Time and space is dictated by our perspective of the "body of reference".

The sum of multiplication is dictated by our perspective of "value and space"

 

In any case I will certainly not argue with you here. As it is slightly off topic. And as my only education in this filed comes from reading "relativity" written by Einstein. And as I am sure you know that book is meant for the "philosopher" not the "mathematician". As he even suggest himself, paraphrased of course. Also to say that if nothing else I should "think" I have chosen the right name in any case. As multiplication is indeed relative. Relative to what number is space, and what number is value. Albeit, "pointing" this out makes no difference except where as 0 is involved.

 

 

 

 

 

Strange

 

1.

 

(2dv)= (2 defined values) = (1v,1v )........no space present

 

(2ds) = (2 defined spaces) = (x,x).......no value present

 

(2dv,X,X) = 2 defined values and spaces "sort of" put together

 

(1,1) is the 2 defined values placed into the 2 defined spaces. When a value is placed into a space it becomes a number so that.

 

(1+1) = 2

 

So that

 

(2dv,X,X) = 2

 

 

 

2.

 

2 defined values do not "necessarily" refer to 2 defined spaces, or (x,x). If however I put the values into the spaces then I have a number. The number 2. Again placing value into space while creating a number is slightly different then placing value into space when multiplying or dividing, that is the "quantities" of space and value are different when multiplying and dividing as opposed to "generating" a number.

 

 

3.

 

Yes this is exactly what I am saying

 

 

4.

 

An undefined value has no "further" defining. That is I can not say if the value is finite, or infinite. Fractional or Whole. Value is still present, but it is undefined. Where as a defined value may be "further" defined as finite, infinite, fractional, whole.

 

 

5.

 

Like answer as above

 

 

6. and 7.

 

Yes (0v,X) = (1undefindvalue,X) = 0

 

The significance being only that the first representation is the simplest. But the explanation for the symbol 0 existing here instead of 1 is that the value is undefined as opposed to 1's defined value.

 

 

8. and 9.

 

"The value is represented by the "position" on the number line. A position is a measure of space. One is within the other. So that the actual "length" or space of all numbers on a number line is exactly the same.
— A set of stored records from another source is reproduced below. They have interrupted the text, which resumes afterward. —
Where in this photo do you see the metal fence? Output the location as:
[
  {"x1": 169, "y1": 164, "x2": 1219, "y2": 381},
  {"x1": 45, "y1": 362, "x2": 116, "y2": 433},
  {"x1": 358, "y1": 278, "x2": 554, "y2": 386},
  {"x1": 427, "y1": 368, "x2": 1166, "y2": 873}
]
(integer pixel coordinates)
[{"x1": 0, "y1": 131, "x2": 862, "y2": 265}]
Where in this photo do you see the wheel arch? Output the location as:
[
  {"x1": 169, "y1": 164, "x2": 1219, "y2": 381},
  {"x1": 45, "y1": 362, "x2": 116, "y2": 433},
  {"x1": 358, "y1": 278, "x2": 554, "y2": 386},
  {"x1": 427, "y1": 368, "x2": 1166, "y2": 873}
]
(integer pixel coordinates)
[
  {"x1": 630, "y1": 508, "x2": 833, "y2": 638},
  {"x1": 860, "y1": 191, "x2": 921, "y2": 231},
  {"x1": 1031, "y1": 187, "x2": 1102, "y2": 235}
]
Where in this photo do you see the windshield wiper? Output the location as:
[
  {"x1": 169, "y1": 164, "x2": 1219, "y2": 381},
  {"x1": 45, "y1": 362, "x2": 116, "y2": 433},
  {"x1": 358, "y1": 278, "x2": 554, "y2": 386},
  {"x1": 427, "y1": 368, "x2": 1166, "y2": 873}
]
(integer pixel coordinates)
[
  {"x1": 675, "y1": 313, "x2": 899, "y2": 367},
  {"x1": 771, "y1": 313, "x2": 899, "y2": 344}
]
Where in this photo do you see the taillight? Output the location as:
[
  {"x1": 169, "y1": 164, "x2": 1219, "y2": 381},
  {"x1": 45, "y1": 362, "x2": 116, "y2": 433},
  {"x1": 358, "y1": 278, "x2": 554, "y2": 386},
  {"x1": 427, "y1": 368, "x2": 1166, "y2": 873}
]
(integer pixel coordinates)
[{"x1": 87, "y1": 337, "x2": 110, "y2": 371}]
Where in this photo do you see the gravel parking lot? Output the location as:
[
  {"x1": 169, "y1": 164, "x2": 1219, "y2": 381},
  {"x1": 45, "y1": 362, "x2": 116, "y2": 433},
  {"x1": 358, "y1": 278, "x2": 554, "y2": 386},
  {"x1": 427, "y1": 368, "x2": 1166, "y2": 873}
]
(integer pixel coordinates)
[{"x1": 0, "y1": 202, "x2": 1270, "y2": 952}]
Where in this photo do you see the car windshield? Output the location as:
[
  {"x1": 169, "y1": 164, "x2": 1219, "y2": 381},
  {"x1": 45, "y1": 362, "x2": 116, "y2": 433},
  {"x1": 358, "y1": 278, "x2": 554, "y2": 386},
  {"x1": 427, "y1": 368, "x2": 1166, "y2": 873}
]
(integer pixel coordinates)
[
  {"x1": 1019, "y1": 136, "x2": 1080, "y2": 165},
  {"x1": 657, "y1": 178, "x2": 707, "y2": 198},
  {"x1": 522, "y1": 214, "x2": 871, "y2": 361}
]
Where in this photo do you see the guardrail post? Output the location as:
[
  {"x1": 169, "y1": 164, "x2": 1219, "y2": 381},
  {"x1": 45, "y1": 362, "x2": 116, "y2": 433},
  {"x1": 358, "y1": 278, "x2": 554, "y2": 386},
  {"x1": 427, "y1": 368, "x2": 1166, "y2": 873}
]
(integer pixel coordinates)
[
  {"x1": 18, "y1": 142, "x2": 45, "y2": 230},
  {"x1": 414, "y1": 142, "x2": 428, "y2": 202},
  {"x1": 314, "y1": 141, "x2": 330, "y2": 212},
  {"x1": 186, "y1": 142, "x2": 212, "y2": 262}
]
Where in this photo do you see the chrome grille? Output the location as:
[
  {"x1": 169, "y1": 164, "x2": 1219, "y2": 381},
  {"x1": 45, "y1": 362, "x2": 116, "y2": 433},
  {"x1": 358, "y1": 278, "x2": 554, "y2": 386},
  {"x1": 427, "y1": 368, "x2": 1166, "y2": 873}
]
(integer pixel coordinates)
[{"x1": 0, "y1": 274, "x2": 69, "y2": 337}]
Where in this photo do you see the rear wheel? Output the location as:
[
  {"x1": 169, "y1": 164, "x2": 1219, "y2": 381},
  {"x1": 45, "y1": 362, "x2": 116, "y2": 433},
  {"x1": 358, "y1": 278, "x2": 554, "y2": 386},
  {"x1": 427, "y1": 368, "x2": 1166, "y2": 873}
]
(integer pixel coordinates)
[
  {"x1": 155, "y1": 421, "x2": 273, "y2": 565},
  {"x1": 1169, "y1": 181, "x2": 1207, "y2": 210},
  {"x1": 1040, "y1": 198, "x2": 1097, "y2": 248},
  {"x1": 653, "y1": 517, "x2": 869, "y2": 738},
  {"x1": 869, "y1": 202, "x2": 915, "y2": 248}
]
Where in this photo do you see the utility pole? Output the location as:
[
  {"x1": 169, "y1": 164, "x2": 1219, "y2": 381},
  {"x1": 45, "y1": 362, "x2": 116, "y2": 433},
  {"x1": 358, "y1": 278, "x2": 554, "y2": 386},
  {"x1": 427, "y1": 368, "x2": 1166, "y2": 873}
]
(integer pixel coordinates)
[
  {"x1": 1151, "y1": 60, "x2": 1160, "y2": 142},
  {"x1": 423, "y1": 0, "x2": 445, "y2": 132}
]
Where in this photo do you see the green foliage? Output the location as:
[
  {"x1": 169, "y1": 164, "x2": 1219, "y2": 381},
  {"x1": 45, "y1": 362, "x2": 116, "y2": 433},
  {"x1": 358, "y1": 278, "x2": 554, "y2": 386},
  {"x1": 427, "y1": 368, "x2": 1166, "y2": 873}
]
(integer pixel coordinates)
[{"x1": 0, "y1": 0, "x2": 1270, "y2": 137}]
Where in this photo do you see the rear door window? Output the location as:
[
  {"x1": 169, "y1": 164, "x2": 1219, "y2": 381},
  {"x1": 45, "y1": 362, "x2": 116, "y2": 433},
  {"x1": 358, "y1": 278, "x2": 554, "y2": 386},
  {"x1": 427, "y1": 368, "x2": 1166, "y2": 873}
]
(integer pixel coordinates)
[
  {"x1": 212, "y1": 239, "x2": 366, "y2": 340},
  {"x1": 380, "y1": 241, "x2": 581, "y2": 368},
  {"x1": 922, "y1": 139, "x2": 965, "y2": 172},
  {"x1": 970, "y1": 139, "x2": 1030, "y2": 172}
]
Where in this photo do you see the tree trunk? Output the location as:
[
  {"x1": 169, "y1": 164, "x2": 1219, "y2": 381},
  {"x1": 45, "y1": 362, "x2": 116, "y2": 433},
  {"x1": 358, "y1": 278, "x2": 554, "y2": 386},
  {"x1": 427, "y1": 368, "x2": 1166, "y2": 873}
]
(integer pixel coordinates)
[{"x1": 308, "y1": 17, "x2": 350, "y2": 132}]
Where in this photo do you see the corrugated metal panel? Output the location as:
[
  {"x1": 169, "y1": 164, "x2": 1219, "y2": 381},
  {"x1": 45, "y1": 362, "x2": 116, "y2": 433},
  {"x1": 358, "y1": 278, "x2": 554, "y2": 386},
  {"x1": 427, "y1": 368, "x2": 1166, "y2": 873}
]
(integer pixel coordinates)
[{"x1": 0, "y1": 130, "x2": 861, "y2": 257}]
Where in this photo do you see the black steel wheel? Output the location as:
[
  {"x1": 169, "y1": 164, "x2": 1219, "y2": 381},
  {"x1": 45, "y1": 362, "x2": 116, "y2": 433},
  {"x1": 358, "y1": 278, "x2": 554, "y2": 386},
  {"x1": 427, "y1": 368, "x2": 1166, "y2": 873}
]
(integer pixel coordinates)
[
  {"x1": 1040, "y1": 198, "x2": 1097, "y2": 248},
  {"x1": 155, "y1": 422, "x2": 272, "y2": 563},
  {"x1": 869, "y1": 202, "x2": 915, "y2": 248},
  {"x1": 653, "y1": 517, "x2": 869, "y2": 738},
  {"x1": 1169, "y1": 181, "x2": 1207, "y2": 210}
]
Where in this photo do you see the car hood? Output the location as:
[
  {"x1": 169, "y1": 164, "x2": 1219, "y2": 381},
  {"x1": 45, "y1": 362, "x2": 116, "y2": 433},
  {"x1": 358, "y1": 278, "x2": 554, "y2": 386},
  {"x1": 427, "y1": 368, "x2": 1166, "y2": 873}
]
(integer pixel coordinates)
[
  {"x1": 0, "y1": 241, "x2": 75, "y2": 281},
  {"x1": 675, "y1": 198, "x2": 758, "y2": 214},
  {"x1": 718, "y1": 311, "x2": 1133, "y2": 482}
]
It is only the labeling of the values that change.

 

\----------\----------\----------\

 

It is either that the first "vertical" line is -1, the second line 0, the third line 1 and so on,

 

or it is that from the first "vertical" line to the second line is -1 from the second line to the third line is 0 and from the third line to fourth line is 1

 

 

but in all cases the "physically measurable space" of the line, and or "between" the lines is equal for all numbers including 0.

 

 

10.

 

(F) stands for finite. (I) stands for Infinite

(S) stands for small, or "fractional" (L) stands for large, or "whole"

 

This extra "further defining" is only necessary when showing that some values and spaces are infinite as opposed to finite. And that some values and spaces are fractional as opposed to whole. I used this only because it was required to represent pi in AJB's equations.

 

 

11.

 

I have to label all numbers accordingly to "get" across what I am trying to communicate. It is the "nature" of multiplication that the "commutative" property exists. Only with 0 do we need to point out the difference between value and space. Because if we don't , then we can't multiply and therefore divided by zero.

 

I hope I have replied effectively and efficiently. You previously post was highly engaging and most appreciative.

Edited by conway
Posted

So, as far as I understand it after 13 pages, you have a scenario that can be summarised as follows.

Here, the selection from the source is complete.